He doesn't have the best feet in the world though my farrier has done a superb job in improving them over the last couple of years. I started feeding MagOx in April last year which has really helped - my farrier asked what "expensive supplements" I'd been feeding to improve his feet as they are so much better now than they were, but the only change has been the addition of MgO. I would like to improve the quality of his feet before I take his shoes off, by which I mean I want to ensure I am feeding correctly and in a way that will help to improve the horn quality. I did post in the Stable Yard last night to ask how much of every vit/min a horse needs but I think that was the wrong question, so... those of you who have barefoot horses who work reasonably hard, can I ask you how you would feed to improve his feet? Various supplements/additions to his diet have been suggested but I have had such a wide variety of products and quantities mentioned that I'm hoping I may be able to get a majority vote on here :) Seeing what a big difference including MgO in his diet has made to his feet must hopefully mean that if I further optimise things, the horn quality should continue to improve...

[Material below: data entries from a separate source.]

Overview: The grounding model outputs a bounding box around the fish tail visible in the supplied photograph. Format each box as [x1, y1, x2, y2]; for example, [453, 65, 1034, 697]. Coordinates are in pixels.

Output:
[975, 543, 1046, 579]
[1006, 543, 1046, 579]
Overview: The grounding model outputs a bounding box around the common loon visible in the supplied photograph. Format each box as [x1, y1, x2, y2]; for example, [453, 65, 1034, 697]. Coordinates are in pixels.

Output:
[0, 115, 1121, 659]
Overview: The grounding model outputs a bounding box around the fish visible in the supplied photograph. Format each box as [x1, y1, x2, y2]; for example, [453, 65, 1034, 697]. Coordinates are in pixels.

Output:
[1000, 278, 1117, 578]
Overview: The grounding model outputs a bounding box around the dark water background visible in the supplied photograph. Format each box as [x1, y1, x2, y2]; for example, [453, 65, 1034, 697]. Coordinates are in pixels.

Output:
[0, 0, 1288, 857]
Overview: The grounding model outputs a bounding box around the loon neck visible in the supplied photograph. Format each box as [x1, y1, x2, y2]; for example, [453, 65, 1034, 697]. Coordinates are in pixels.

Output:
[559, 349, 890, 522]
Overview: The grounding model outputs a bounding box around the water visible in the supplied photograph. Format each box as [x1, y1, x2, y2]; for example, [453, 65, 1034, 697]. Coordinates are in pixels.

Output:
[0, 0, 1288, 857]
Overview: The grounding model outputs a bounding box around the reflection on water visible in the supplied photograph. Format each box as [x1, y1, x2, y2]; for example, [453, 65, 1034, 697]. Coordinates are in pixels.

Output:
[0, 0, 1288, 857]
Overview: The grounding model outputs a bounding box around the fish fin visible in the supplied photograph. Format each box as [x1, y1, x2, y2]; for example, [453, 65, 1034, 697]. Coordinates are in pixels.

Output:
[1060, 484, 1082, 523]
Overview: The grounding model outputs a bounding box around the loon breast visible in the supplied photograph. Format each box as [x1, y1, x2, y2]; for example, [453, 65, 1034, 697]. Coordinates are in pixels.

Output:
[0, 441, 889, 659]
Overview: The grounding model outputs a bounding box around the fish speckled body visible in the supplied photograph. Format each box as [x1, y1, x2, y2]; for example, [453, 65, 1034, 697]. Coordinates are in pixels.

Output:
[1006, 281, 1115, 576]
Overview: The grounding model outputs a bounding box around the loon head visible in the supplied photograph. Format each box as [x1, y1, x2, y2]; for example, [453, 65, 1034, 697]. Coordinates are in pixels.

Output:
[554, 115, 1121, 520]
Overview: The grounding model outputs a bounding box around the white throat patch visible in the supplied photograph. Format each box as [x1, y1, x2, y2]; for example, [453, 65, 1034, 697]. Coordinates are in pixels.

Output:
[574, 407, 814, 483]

His usual feed is just a Stubbs scoop of Dengie Hifi and 1/4 Stubbs scoop of High Fibre Nuts, split between am and pm feeds. He also gets 1.5 scoops of JointFX (joint supp containing glucosamine, MSM, chrondroitin, rosehips, curcumin, plus lots of other anti inflam/arthritic supps) and MgO. It has been suggested to me that I add seaweed, linseed and Brewer's Yeast. When the two Dengie feeds run out then I am happy to exchange these for something like unmolassed sugar beet, so he has something to carry the supplements in (having searched previous posts on a similar topic, a lot of people seemed to suggest the latter).

What else, if anything, would you add to this diet to ensure he gets the nutrients required for good horn growth? What quantities would you feed? I don't want to feed too much of anything - a reply to my post last night mentioned feeding too much seaweed can be potentially harmful. It has been suggested that I have my forage analysed but our forage varies an awful lot between batches/suppliers (not from a consistent source and we never get two bales the same, even from the same supplier) so I don't think that would help much...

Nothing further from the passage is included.